Le profil des participants reflète la chaîne complète de gestion des finances locales. Maires, secrétaires généraux des mairies, présidents et rapporteurs des commissions de finances, receveurs municipaux, directeurs des affaires administratives et financières, régisseurs et chefs de recouvrement prennent part aux travaux. Cette diversité garantit que chaque maillon du dispositif financier communal bénéficie des mêmes outils méthodologiques.
Le programme couvre 3 modules essentiels. Le cadre juridique et les ressources financières des collectivités territoriales constituent le socle théorique de la formation. Les attributions, l’organisation et le fonctionnement d’une régie de recettes fournissent les repères institutionnels. Les procédures de mobilisation des ressources financières complètent le dispositif avec les techniques opérationnelles concrètes.
Le maire de la commune Zio 1, Dr Atatsi Ayawo, a posé clairement le défi auquel cette formation répond. « La mobilisation des ressources financières constitue l’un des défis majeurs auxquels sont confrontés nos différentes communes. Les attentes des populations en matière d’infrastructures, de services sociaux de base, de développement local sont de plus en plus importantes », a-t-il déclaré. Il a exprimé sa confiance que « les réflexions et les enseignements qui découleront de ces 3 jours de travaux constitueront une véritable valeur ajoutée pour chaque commune. »

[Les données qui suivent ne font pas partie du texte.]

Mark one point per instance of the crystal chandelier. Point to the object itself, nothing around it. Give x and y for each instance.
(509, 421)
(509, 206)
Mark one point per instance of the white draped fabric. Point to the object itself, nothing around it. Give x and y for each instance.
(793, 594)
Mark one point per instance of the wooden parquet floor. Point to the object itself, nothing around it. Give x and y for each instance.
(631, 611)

Le préfet de Zio, Gadewa Mawouna, a replacé la formation dans le cadre plus large de la décentralisation. Pour lui, celle-ci « constitue aujourd’hui un levier essentiel de gouvernance locale, de développement harmonieux des territoires et de rapprochement de l’administration des administrés. » Il s’est dit convaincu que les échanges produiront des « outils pratiques et des connaissances utiles pour relever efficacement les défis liés à la mobilisation des ressources financières. »
Les communes togolaises souffrent souvent d’un faible taux de recouvrement de leurs recettes propres. Les taxes locales, les redevances et les droits divers restent sous-exploités faute de procédures maîtrisées et de personnel formé. Cette situation contraint les communes à dépendre largement des transferts de l’État pour financer leurs projets. La maîtrise des ressources internes et externes représente donc un levier direct d’autonomie et de développement local.

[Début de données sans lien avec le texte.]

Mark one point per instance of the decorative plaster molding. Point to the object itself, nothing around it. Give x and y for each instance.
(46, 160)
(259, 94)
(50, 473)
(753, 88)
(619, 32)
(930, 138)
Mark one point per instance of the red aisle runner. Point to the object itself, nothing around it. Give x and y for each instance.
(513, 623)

La formation aborde également les financements extérieurs mobilisables par les communes. Les coopérations décentralisées, les fonds régionaux et les partenariats avec les organisations internationales constituent des sources complémentaires souvent méconnues des acteurs locaux. Identifier et activer ces ressources peut démultiplier la capacité d’investissement des communes dans les infrastructures et les services de base attendus par les populations.